We are also lucky to have some of the most esteemed writers in the country on our faculty, such as Roger Rosenblatt, Jules Feiffer, Billy Collins, Alan Alda and Marsha Norman… and for Children’s Literature this year, we’ll have Caldecott Medalist Ed Young, Amy Krouse Rosenthal, Tor Seidler, Margaret McMullan, Jim and Kate McMullan and Arlene Alda joining our faculty, among others.
Where do you see new opportunities going forward with books, theater, music and art?
New media is of course presenting us with all kinds of opportunities, and an even richer overlap between mediums. People often lament the death (or anticipated death) of live theater, or of books, but I’m a relentless optimist.
Actually, I think there has probably never been a time when society was as deeply engaged with text and storytelling as we are now, albeit much of it electronic. If you think about it, almost everything we do digitally depends on reading or writing.
I think we’ll see even more adaptation from one medium to the next in the days ahead, and I think smart authors, artists and creative types will take advantage of the new technologies, and inspire us with all the innovative possibilities.
We’ve always needed storytelling and the arts in our lives, all the way back to when we were sitting around the fire in the cave. That won’t change. It’s how we understand ourselves, and how we communicate with one another and with future generations. And people will always gather together to exchange ideas – in theaters, galleries, libraries.
We are by nature social creatures, and my view is that there is only so much sitting alone in front of the computer we can tolerate before we crave communion. The challenge is to remain optimistic about, and open to, these new mediums…and see the opportunities they offer to create and learn, and to share our stories.
What are the particular challenges you think we’ll face?
I think one of the challenges is keeping young people’s skill and interest in reading high enough to take advantage of the opportunities that will be waiting for them.
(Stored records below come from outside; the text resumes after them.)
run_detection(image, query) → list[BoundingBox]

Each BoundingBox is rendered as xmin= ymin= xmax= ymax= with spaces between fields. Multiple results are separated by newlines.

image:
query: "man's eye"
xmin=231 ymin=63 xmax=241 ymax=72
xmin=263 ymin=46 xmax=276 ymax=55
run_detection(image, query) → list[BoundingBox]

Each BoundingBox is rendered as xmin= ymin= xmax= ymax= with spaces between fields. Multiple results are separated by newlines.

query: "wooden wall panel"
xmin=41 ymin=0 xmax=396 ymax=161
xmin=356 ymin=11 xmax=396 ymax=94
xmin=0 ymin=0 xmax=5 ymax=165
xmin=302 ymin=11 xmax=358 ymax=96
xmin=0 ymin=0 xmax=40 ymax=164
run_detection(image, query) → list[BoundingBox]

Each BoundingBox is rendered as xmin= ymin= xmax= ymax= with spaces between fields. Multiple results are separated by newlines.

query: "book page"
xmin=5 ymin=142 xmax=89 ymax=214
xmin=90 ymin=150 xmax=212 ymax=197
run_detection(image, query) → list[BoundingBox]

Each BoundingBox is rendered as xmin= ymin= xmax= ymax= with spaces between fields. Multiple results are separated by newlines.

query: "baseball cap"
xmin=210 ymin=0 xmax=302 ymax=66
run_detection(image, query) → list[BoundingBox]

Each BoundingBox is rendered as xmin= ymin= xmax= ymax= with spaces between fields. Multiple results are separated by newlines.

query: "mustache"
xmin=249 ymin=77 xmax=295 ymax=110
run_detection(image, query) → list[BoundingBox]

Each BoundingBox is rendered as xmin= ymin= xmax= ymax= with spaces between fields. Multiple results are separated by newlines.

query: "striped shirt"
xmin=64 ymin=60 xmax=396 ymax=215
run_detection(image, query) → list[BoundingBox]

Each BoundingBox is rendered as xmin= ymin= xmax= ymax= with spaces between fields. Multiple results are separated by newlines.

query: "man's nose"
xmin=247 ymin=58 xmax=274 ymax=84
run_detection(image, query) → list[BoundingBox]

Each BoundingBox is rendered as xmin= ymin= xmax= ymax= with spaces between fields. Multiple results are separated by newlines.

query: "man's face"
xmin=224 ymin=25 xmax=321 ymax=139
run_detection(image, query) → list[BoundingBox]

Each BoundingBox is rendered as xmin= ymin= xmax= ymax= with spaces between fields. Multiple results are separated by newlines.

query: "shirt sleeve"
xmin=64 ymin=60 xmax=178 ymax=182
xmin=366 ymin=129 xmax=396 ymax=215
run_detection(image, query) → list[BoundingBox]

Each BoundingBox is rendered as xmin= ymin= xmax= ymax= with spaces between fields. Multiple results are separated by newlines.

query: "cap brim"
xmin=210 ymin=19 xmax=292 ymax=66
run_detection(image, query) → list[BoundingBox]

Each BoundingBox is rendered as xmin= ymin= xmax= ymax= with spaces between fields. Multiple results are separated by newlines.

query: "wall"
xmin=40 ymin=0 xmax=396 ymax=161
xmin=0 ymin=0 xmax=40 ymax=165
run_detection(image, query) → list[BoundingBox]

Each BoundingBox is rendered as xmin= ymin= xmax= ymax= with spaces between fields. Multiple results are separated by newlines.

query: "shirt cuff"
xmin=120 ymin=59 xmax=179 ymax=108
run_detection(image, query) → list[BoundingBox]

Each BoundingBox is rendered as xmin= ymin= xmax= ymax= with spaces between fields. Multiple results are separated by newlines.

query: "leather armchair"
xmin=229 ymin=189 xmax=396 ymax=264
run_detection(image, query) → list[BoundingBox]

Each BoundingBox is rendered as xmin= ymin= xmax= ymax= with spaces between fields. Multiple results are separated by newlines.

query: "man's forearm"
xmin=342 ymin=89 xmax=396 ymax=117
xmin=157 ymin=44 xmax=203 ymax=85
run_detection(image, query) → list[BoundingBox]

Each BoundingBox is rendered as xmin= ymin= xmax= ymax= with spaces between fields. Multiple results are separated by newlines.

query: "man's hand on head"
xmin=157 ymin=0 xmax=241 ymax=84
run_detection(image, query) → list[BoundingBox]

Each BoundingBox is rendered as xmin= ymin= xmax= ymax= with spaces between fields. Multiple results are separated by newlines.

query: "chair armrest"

In my book Raising Bookworms: Getting Kids Reading for Pleasure and Empowerment (Beech Tree, 2008), I talk about how much reading skills correspond to our ability to be confident, engaged, informed citizens.
They affect how well we communicate, succeed in school and in our chosen careers, and ultimately our level of personal fulfillment. In fact, order to participate fully in society and the workplace in 2020 and beyond, we will all need powerful literacy abilities. But with all that competes for our attention these days, from television to the internet to electronic games and social networking, we face the possibility of a serious decline in the reading and writing skills of the next generation.
Our strength as readers and writers is profoundly influenced by how much of it we do – the more we read, the easier it gets. The easier it gets, the more we enjoy it, so the more we read. But we have to start by actually reading – and the key lies in making that activity as attractive as all the other temptations out there. We achieve that by focusing on activities that support the joy in reading (as opposed to reading as chore, or duty)…and by ensuring that what is being read is so good that the reader gets hooked and comes back for more.
That’s why I’m dedicated to supporting children’s book authors in the continued development of their craft. We have a huge responsibility on our hands. It only takes one great book to turn someone on to reading… but those great books need to keep being written and gotten into the hands of children!